菲律宾是个群岛国家,并不在畹町能拂照的范围内。
“除非那些组织,想要被排斥在我们这个经济圈之外,”南淮把削下来的一块甘蔗,继续喂给她,“没有钱?就没有武器,没钱吃饭,等於自绝死路。”
所以她并不喜欢这个国家。
没想到,现在却就在这片土地上。
“现在官方会好一些,”程牧阳撑着手臂,从床上坐起来,“不过如果碰到些敏感的组织,就有些麻烦。他们大多数都在独立岛上,热带雨林的地形,很难离开。”
虽然两个人交流,都是在用法语。但毕竟是在菲律宾救援船上,还是小心些好。
天亮时,和程牧阳最投机的那个救援人进来,交待了两句,意思是快靠岸了。两个人身无长物,就连衣服都是对方友情赠送的,所以不用准备,只等着下船。
那个人把护照还给程牧阳时,说程牧阳的信息还在核实,需要临时在附近岛上登录,暂住几日。程牧阳笑着拍了拍对方的肩膀,用菲律宾语说:“没问题。”
台风终於离境,风和日丽。
两个人走上甲板,南北轻轻吸了口气。忽然一声闷响,身侧低头点烟的菲律宾人,骤然软□子,倒在了地上。眼前的景像,所有人都没有想到的。
程牧阳轻声说:“别动,有狙击手。”
他说完,抆着南北走出半步,将她挡在了狙击范围外。
沙滩上站着两个年轻男人,一个仍保持着射击姿势,另一个则摘下射击镜,对身后说了句话,不远处树丛里马上走出四十几个菲律宾人。喷漆伪装的小口径步枪,丛林迷彩,标准的作战装备。

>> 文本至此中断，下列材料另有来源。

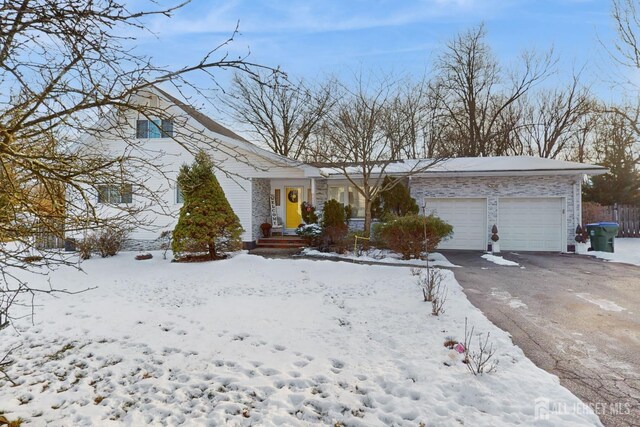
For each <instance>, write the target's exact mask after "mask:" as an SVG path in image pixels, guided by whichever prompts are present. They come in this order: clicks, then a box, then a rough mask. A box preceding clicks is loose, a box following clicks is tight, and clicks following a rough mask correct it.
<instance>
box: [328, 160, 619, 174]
mask: <svg viewBox="0 0 640 427" xmlns="http://www.w3.org/2000/svg"><path fill="white" fill-rule="evenodd" d="M317 166H319V167H320V171H321V172H322V174H323V175H325V176H327V177H328V178H332V179H339V178H342V177H344V175H345V173H344V171H343V170H342V167H338V166H337V165H335V166H334V165H330V164H324V165H321V164H318V165H317ZM346 171H347V173H353V174H358V173H362V168H361V167H360V166H358V165H356V164H352V165H347V166H346ZM382 171H383V164H381V165H380V166H378V167H374V169H373V171H372V174H373V175H377V174H379V173H381V172H382ZM607 172H608V169H607V168H605V167H603V166H598V165H591V164H587V163H578V162H568V161H564V160H556V159H546V158H541V157H533V156H501V157H457V158H449V159H443V160H432V159H415V160H398V161H394V162H392V163H390V164H388V165H387V166H386V168H384V171H383V173H384V174H387V175H413V176H446V175H452V176H453V175H477V176H491V175H575V174H586V175H601V174H604V173H607Z"/></svg>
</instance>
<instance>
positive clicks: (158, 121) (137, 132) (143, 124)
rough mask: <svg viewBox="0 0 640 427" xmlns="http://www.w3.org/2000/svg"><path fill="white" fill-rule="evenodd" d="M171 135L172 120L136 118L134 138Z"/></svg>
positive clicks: (159, 136) (170, 137) (171, 129)
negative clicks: (140, 118) (134, 133)
mask: <svg viewBox="0 0 640 427" xmlns="http://www.w3.org/2000/svg"><path fill="white" fill-rule="evenodd" d="M172 136H173V121H172V120H159V119H156V120H137V121H136V138H171V137H172Z"/></svg>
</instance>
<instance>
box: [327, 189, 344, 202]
mask: <svg viewBox="0 0 640 427" xmlns="http://www.w3.org/2000/svg"><path fill="white" fill-rule="evenodd" d="M329 200H335V201H338V202H340V203H342V204H343V205H344V186H340V187H329Z"/></svg>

“内行?”说话的人上半张脸缠着白色绷带,遮住了右眼,竟能听得懂他们低声交流的语言,“这附近有四个狙击手,你们的胜算不大。”
那个人示意他们双手抱头,走下船。
程牧阳没有答话,用脚翻过那个菲律宾人的身体,看了看他的脖子。同一时间,南北也注意到了那人脖子上的异常,中枪的位置不是子弹,而是一根细针,在阳光下晃着细微的光。
“是麻醉,”端枪的人,嗓音倒是干净,用菲律宾口音的英语说,“药效三小时。”